Experiments
In this page, we will record all experiments for pursuing better performance.
All experiments are divided into two categories:
- select a better existing options, like which loss to use
- run new ideas
You may acquire what you want here.
Notice: we can not guarantee that all experiments are well organized and fair enough, please read with your minds
As we know, GFocalLoss is proposed to improve one-stage anchor-free detectors like FCOS. In this experiment, we compare QFL (classification part in GFL) to FL.
- Dataset: WIDERFACE
- Model: XS (with FL) and XS-QFL (with QFL)
other settings are the same
Model Version | Easy Set | Medium Set | Hard Set |
---|---|---|---|
WIDERFACE-XS | 0.866 | 0.877 | 0.839 |
WIDERFACE-XS-QFL | 0.866 | 0.880 | 0.841 |
We can observe that QFL performs slightly better than FL. QFL may substitute FL in classification.

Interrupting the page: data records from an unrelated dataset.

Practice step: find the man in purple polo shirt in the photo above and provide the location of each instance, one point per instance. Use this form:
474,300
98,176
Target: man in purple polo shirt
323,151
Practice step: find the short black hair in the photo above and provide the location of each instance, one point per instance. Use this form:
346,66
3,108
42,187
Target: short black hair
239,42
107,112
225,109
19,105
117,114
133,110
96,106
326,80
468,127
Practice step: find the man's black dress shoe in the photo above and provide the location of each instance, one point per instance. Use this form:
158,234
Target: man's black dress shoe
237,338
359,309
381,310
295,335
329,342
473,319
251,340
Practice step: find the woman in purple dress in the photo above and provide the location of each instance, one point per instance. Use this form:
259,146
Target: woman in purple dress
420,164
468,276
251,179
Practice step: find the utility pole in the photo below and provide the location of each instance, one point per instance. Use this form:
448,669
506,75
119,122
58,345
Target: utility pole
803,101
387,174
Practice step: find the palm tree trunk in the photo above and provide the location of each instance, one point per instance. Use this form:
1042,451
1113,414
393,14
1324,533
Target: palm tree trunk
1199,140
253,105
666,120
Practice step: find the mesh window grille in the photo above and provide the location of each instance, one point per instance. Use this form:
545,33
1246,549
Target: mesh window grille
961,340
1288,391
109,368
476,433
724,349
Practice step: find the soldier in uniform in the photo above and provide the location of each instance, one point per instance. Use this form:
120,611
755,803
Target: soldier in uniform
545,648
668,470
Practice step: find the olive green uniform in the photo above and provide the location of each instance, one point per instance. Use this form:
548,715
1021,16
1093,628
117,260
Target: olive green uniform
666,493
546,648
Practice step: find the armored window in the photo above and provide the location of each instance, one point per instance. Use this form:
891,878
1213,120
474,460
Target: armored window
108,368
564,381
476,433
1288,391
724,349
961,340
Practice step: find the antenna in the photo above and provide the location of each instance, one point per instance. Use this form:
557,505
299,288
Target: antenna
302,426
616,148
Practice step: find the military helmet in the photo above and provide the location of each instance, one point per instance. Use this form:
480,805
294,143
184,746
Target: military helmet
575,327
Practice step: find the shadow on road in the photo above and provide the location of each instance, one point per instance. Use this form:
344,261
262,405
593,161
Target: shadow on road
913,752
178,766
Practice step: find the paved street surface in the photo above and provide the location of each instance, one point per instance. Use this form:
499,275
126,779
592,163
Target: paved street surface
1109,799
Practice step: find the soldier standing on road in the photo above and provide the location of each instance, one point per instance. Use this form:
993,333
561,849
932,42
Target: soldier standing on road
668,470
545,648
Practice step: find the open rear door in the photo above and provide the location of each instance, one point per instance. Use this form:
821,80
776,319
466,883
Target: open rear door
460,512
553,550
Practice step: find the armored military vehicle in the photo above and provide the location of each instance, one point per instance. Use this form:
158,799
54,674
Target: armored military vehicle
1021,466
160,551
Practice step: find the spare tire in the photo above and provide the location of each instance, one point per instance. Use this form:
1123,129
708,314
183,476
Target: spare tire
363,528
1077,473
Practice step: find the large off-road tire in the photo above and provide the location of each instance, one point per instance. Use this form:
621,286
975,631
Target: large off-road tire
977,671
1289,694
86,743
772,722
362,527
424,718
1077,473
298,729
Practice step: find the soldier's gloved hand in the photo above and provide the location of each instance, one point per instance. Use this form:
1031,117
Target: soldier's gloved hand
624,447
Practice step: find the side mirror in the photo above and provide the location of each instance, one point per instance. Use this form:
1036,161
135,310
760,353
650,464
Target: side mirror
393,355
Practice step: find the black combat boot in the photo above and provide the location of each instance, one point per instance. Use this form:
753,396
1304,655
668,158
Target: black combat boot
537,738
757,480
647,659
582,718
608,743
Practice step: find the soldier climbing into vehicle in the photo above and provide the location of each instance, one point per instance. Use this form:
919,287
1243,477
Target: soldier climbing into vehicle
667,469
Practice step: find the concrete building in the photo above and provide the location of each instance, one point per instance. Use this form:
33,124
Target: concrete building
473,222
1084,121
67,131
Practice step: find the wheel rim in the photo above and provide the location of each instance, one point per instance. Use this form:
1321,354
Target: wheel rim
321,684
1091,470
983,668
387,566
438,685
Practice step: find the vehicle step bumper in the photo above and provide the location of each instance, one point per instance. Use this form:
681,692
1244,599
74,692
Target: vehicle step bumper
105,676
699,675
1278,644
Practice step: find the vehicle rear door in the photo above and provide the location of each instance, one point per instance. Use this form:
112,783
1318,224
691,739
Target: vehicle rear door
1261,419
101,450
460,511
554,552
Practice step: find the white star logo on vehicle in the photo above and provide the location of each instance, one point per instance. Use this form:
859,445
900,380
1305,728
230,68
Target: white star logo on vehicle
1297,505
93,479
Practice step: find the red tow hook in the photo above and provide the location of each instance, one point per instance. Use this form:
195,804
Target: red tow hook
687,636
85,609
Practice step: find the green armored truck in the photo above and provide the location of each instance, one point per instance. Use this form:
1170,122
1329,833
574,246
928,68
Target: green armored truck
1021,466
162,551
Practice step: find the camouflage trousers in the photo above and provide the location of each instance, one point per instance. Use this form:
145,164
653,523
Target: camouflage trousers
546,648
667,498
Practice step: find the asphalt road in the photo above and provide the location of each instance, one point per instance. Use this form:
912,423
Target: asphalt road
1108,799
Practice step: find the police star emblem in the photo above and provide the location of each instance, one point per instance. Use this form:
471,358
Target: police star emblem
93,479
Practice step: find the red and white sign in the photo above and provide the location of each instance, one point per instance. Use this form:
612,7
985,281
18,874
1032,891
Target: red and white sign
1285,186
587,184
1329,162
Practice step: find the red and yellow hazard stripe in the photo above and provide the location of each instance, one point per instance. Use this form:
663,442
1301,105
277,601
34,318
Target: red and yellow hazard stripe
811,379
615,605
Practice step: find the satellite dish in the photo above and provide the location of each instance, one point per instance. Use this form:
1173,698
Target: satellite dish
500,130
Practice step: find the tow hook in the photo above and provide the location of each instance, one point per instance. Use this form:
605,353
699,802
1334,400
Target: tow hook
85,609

In LFD, there is a parameter gray_range_factors
to control gray ranges for each head. Each head is responsible for detecting a certain range of objects, for example, the first head in LFD_XS (on WIDERFACE) is assigned range of [4, 20]. Gray ranges are near but not in head ranges, say [3,4)&(20,22] against [4, 20]. Objects fall in gray ranges are not learned (ignored) by related heads. A simple explanation: objects in gray ranges are hard samples for heads, and will destroy gradients.
- Dataset: WIDERFACE
- Model: XS (
gray_range_factors=(0.9, 1.1)
) and XS-w/o-GrayRange (gray_range_factors=(1.0, 1.0)
)
other settings are the same
Model Version | Easy Set | Medium Set | Hard Set |
---|---|---|---|
WIDERFACE-XS | 0.866 | 0.877 | 0.839 |
WIDERFACE-XS-w/o-GrayRange | 0.843 | 0.860 | 0.834 |
We can observe that the performance is evidently improved with gray ranges. But in this case, we only tried gray_range_factors=(0.9, 1.1)
, maybe other settings, say gray_range_factors=(0.8, 1.2)
, can result in better performance, so you can tune this in your own tasks.
Using gray ranges is strongly recommended!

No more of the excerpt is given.